Chapter 2: Motivation, Growth Mindset, and Self-Efficacy

Amy Baldwin; Julie Hovden; Anh Nguyen; and Aivee Ortega

Questions to Consider:

  • What are motivation, growth mindset, and self-efficacy and how do they affect my learning?
  • What are performance goals versus learning goals?

Motivation

Every New Year, many people make resolutions—or goals—that go unsatisfied: eat healthier; pay better attention in class; lose weight. As much as we know our lives would improve if we actually achieved these goals, people quite often don’t follow through. But what if that didn’t have to be the case? What if every time we made a goal, we actually accomplished it? Each day, our behavior is the result of countless goals—maybe not goals in the way we think of them, like getting that beach body or being the first person to land on Mars. But even with “mundane” goals, like getting food from the grocery store, or showing up to work on time, we are often enacting the same psychological processes involved with achieving loftier dreams. To understand how we can better attain our goals, let’s begin with defining what a goal is and what underlies it, psychologically.

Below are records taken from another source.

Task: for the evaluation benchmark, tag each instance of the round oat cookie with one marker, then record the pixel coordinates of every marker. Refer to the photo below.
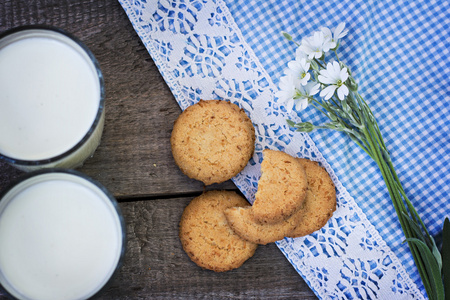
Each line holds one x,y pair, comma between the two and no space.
206,237
320,200
212,141
281,188
242,222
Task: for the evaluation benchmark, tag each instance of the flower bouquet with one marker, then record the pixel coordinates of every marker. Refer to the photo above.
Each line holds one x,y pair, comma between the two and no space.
315,78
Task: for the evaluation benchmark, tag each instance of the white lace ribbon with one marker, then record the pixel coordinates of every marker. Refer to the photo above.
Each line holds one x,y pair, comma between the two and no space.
202,54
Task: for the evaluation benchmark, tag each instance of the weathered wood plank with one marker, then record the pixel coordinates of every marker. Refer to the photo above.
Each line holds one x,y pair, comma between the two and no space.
134,158
156,267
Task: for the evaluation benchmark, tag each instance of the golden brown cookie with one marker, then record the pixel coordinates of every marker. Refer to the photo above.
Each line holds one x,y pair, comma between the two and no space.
320,200
281,188
212,141
206,237
242,222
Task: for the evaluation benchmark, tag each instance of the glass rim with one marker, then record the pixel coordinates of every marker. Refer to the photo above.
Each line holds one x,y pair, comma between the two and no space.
26,176
101,107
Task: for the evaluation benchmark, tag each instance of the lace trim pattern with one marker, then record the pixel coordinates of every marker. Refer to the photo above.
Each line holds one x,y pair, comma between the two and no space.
202,54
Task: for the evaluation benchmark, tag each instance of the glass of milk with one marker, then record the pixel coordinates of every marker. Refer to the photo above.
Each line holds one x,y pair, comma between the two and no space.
51,99
62,236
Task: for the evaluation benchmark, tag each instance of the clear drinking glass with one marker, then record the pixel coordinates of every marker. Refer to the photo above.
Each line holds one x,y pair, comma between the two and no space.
62,236
51,99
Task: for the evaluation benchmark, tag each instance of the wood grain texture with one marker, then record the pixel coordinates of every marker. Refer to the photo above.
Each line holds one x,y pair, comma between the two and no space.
134,161
134,158
156,267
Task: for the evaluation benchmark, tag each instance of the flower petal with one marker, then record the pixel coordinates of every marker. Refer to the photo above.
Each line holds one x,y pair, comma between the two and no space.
342,92
328,92
343,74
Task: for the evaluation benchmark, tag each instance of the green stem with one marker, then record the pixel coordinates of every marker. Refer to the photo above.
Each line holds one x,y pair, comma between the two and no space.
397,201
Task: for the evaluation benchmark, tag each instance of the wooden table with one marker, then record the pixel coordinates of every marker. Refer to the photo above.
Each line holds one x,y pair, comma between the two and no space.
135,163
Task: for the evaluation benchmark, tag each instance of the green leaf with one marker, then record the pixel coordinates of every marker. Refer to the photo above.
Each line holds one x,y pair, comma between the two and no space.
432,268
445,252
416,229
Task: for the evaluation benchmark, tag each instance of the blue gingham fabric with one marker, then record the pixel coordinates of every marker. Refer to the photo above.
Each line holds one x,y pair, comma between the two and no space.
398,53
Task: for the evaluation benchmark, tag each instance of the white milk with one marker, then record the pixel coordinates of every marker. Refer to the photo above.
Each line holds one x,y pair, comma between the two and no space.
49,96
60,238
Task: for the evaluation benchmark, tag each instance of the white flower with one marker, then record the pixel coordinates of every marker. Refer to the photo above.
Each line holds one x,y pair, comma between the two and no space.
335,77
315,45
299,69
331,39
294,94
303,94
287,91
299,54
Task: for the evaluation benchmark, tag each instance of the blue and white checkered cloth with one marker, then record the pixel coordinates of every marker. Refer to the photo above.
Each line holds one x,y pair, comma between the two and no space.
398,52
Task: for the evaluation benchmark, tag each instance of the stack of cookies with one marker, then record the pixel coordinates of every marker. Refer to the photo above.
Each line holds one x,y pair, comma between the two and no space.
212,141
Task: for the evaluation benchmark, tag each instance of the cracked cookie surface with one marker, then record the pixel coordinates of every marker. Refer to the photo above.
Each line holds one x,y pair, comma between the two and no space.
281,188
206,237
212,141
320,202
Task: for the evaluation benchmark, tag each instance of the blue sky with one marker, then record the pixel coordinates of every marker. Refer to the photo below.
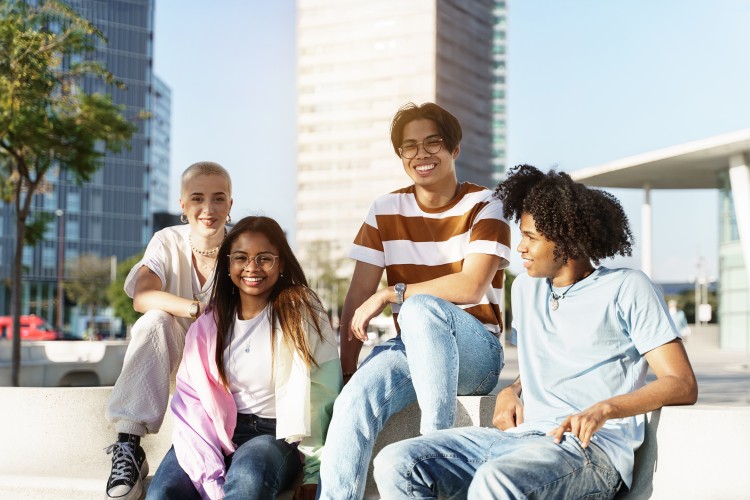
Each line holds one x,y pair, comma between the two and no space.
588,82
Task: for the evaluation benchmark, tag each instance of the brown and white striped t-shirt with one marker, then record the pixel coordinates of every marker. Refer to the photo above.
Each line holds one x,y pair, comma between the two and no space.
415,243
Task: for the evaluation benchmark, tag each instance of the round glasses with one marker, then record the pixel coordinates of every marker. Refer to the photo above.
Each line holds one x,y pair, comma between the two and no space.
263,261
432,145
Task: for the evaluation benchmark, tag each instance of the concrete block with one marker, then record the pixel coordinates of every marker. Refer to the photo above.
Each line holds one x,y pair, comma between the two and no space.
52,441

A goal is the cognitive representation of a desired state, or, in other words, our mental idea of how we’d like things to turn out (Fishbach & Ferguson 2007; Kruglanski, 1996). This desired end state of a goal can be clearly defined (e.g., stepping on the surface of Mars), or it can be more abstract and represent a state that is never fully completed (e.g., eating healthy). Underlying all of these goals, though, is motivation, or the psychological driving force that enables action in the pursuit of that goal (Lewin, 1935). Motivation can stem from two places. First, it can come from the benefits associated with the process of pursuing a goal (intrinsic motivation). For example, you might be driven by the desire to have a fulfilling experience while working on your Mars mission. Second, motivation can also come from the benefits associated with achieving a goal (extrinsic motivation), such as the fame and fortune that come with being the first person on Mars (Deci & Ryan, 1985). One easy way to consider intrinsic and extrinsic motivation is through the eyes of a student. Does the student work hard on assignments because the act of learning is pleasing (intrinsic motivation)? Or does the student work hard to get good grades, which will help land a good job (extrinsic motivation)?

Man staring at white sky taken at daytime.
Figure 2.1: Goals are fundamental guides for human behavior. Some are biological in origin, some are cultural in nature and some are unique to the individual.

Social psychologists recognize that goal pursuit and the motivations that underlie it do not depend solely on an individual’s personality. Rather, they are products of personal characteristics and situational factors. Indeed, cues in a person’s immediate environment (including images, words, sounds, and the presence of other people) can activate, or prime, a goal. This activation can be conscious, such that the person is aware of the environmental cues influencing his/her pursuit of a goal. However, this activation can also occur outside a person’s awareness, and lead to nonconscious goal pursuit. In this case, the person is unaware of why s/he is pursuing a goal and may not even realize that s/he is pursuing it.

Common sense suggests that human motivations originate from some sort of inner need. We all think of ourselves as having various needs that influence our choices and activities. For example, we have a need for food or a need for companionship. This same idea also forms part of some theoretical accounts of motivation, though the theories differ in the needs that they emphasize or recognize.

Maslow’s Hierarchy of Needs

One such theory on motivation is that of Maslow’s hierarchy of needs. According to Abraham Maslow and his hierarchy of needs, individuals must satisfy physical survival needs before they seek to satisfy needs of belonging, they satisfy belonging needs before esteem needs, and so on. People have both deficit needs and growth needs, and the deficit needs must be satisfied before growth needs can influence behavior (Maslow, 1970). In Maslow’s theory, as in others that use the concept, a need is a relatively lasting condition or feeling that requires relief or satisfaction and that tends to influence action over the long term. Some needs may decrease when satisfied (like hunger), but others may not (like curiosity). Either way, needs differ from the self-efficacy beliefs discussed earlier, which are relatively specific and cognitive, and affect particular tasks and behaviors fairly directly.

Triangle shaped drawing of Maslow's Hierarchy of Needs with examples/
Figure 2.2 Maslow’s Hierarchy of Needs with examples.

Another theory of motivation based on the idea of needs is self-determination theory, proposed by psychologists Edward Deci and Richard Ryan (2000). The theory proposes that understanding motivation requires taking into account three basic human needs:

  • autonomy—the need to feel free of external constraints on behavior
  • competence—the need to feel capable or skilled
  • relatedness—the need to feel connected or involved with others

Note that these needs are all psychological, not physical; hunger and sex, for example, are not on the list. They are also about personal growth or development, not about deficits that a person tries to reduce or eliminate. Unlike food (in behaviorism) or safety (in Maslow’s hierarchy), you can never get enough of autonomy, competence, or relatedness. You will seek to enhance these continually throughout life.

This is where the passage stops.